I’ve thought about that a lot this spring as I’ve been surrounded more than usual by friends and acquaintances who are thinking of having babies, who will be having babies, who have just had babies, or who are nurturing babies who are turning into toddlers.
One woman close to me knows she wants children in a few years, but she often wonders aloud whether she will be too anxious to be a good mother. She is fearful of putting her hands into the dirt to plant those impatiens because of all the things that could go wrong.
Another woman is pregnant again after several miscarriages. She wants to hope that this baby will turn into the beautiful baby she imagines holding in her arms in a few months, but she’s already learned the heartbreaking loss of those impatiens that were just beginning to take root.
A third woman has recently given birth. She imagined more joy and fewer tears—at least from her own eyes—than reality has given her. Her hands are fully immersed in the dirt, she is watering the impatiens abundantly, knowing that the potential is there for those beautiful red blossoms. But it’s definitely more work than those carefree impatiens were supposed to be.
And another woman, who has a toddler, has learned both the agony and the ecstasy that is motherhood. But the earth has shifted under her feet as her marriage has dissolved. And she is now the gardener who must depend on the help of friends and neighbors to make those beautiful impatiens grow.
Inevitably, when our carefully nurtured lives don’t turn out as we had planned, we question ourselves and doubt our abilities and our own worth. And sometimes the world is quick to say I told you so. I told you that you should have cared for them in this way. And even I told you that you shouldn’t have planted those impatiens in the first place.
Though I’m a writer in love with words, I know that there’s very little that’s new that I could say about spring, about birth, about loss.
But because I’m a writer in love with words, I’m struck by how often a writer is able to speak those universal truths in interesting and insightful ways.
Last Sunday I heard guest minister John Bell, a pastor and musician from the Iona Community in Scotland, talk about a biblical story that anyone with even a passing familiarity with Christianity has heard—the story in John 9 about the blind man Christ heals on the Sabbath.
As I listened to the lectionary reading, I was struck anew by that description of Christ with a handful of earth, some spit, and a little faith.
Before he even put his hands into the dirt, even the disciples were asking, “Rabbi, who sinned, this man or his parents, that he was born blind?” Such a tragedy had to be someone’s fault. After Jesus heals the man, the church leaders chide him for the way he has done it—on the Sabbath. I imagine that there were also people in the crowd who were more than a little skeptical and maybe even a little nauseated that Jesus rubbed dirt drenched in his own spit on an unsuspecting blind man’s face.
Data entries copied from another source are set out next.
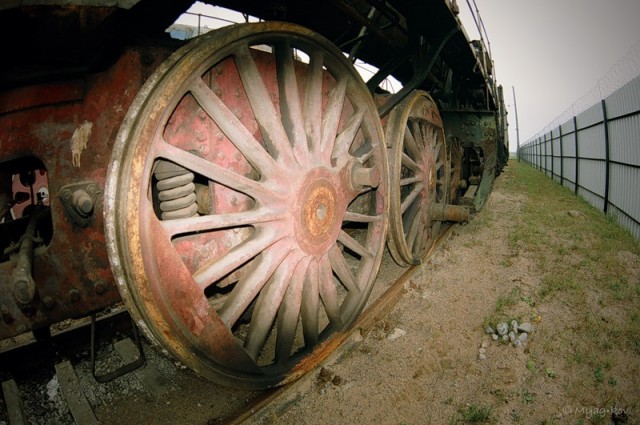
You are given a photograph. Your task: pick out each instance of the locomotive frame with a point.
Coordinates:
(234, 190)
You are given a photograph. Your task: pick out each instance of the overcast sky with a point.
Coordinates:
(554, 51)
Even before Reverend Bell finished reading the story, I was thinking about those impatiens and those women with their babies and their thoughts of babies. But then when he began to talk about the passage, I found that he gave words to what so many of us forget in the muck of our lives about the stories of God.
We may have a good life, Bell pointed out, but none of us gets it perfect. And anyone who thinks that we do just hasn’t read the Bible because every single story is about how none of us escapes pain, how none of us gets a perfect life. And it isn’t because we did something wrong or because our parents before us did something wrong. None of us has a perfect understanding of why things happen as they do.
Others before Bell have said this, of course. I think I may have even said something similar in a blog post or two. Perhaps it just sounded new to me because he delivered his message with such eloquence and passion. (And seasoning it with a dash of Scottish dialect added to the flavor, I must admit.)
Or perhaps the thought of mothers impatient with themselves made me hear the story afresh.
Or perhaps it was the thought of losing my ’patiens, as I so often do with my imperfect self and the imperfect gardeners around me.
But as I look toward spring and resurrection, I’m going to try to remember the possibilities of a few committed people who have the faith to spit into a handful of dirt.